A: That's really a loaded question. There're many that believe aerobics are absolutely unnecessary if your goal is fat loss. They also state that too much aerobic activity can slow or even reverse your lean muscle gains. For the most part, I have to agree. I mean, would you rather cycle for an hour on a bike that isn't going anywhere or skip that four dollar box of M&M's the next time you go see a movie? Personally, I'd rather skip the candy than waste my time doing aerobics. In other words, diet is the real key, period. 'Nuf said, tattoo it on your chunky butt.

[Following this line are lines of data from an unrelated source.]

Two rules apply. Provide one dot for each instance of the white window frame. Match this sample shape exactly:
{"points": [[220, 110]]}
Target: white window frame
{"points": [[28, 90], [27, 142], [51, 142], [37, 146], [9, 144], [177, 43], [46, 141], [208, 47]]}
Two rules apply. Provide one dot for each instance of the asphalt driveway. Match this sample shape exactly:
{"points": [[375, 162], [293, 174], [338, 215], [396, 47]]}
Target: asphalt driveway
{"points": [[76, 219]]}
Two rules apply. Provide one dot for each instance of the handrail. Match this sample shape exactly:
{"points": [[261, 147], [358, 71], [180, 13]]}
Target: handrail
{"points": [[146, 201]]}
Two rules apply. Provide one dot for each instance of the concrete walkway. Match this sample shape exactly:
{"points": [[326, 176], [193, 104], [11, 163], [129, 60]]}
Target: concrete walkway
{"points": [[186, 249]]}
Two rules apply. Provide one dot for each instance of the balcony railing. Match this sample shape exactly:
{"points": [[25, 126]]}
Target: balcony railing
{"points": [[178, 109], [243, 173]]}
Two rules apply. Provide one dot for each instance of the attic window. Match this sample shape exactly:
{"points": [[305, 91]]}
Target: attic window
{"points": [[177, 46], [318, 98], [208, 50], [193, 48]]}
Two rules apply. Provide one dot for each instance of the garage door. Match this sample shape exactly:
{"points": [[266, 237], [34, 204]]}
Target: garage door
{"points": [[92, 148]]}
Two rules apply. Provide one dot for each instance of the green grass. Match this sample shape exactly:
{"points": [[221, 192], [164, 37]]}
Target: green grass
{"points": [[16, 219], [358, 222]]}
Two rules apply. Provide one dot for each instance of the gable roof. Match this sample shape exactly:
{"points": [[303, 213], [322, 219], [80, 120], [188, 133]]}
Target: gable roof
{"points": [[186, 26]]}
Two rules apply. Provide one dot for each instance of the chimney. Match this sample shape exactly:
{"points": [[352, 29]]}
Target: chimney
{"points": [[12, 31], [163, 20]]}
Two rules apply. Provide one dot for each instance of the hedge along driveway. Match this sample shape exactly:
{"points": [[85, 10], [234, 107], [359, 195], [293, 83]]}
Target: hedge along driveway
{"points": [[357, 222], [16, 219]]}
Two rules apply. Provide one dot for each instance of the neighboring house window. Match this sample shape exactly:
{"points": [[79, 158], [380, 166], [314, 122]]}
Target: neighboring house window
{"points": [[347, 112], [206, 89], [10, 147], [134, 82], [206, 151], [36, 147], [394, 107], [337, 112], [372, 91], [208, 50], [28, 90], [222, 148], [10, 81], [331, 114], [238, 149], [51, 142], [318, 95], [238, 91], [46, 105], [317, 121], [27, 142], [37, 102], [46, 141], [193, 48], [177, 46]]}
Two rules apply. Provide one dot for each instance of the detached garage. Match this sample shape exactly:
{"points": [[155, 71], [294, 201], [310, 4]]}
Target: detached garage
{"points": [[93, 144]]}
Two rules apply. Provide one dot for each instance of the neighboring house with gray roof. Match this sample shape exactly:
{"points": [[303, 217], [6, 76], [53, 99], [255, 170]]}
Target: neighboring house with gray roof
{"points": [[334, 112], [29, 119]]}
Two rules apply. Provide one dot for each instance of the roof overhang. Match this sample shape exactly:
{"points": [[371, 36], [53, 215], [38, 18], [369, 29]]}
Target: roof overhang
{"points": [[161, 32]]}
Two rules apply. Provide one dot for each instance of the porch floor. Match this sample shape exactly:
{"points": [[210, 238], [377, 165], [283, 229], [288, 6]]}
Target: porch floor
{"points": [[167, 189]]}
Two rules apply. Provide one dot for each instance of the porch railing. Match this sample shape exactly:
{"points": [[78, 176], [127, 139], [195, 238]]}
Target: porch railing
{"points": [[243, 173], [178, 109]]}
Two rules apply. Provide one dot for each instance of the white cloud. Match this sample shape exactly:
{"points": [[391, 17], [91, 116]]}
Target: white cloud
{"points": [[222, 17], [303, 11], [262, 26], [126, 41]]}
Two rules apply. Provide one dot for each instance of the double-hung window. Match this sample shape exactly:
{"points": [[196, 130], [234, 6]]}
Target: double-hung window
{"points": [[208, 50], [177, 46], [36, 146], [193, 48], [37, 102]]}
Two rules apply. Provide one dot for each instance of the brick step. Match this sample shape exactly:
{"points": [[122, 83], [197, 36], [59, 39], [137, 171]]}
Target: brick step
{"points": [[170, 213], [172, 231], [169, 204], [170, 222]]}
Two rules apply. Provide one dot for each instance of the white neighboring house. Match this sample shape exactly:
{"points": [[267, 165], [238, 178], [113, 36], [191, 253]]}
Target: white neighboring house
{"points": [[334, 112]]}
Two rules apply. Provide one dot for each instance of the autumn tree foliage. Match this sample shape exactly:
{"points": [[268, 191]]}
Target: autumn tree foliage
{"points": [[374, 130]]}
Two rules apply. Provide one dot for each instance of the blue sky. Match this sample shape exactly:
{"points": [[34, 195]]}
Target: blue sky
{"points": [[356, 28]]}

So what are you supposed to do to keep your heart healthy? Have you ever done four sets of squats with only a minute of rest between sets? Doesn't that get the old ticker pounding? Listen, for fat loss or heart health, just take shorter rest periods between sets of resistance training exercises. A good rule of thumb is to keep your rest periods short enough so that you're always breathing harder than normal throughout your weight training session. If you're breathing so hard you can hardly speak, then you're overdoing it.

As for your original question, I remember reading a few studies that said the plain old treadmill is the best tool for cardio training. This is because more muscle groups are involved, and you therefore burn more calories. Think about it, if you're sitting down and leaning back on a recumbent stationary bike, then half of your body is resting.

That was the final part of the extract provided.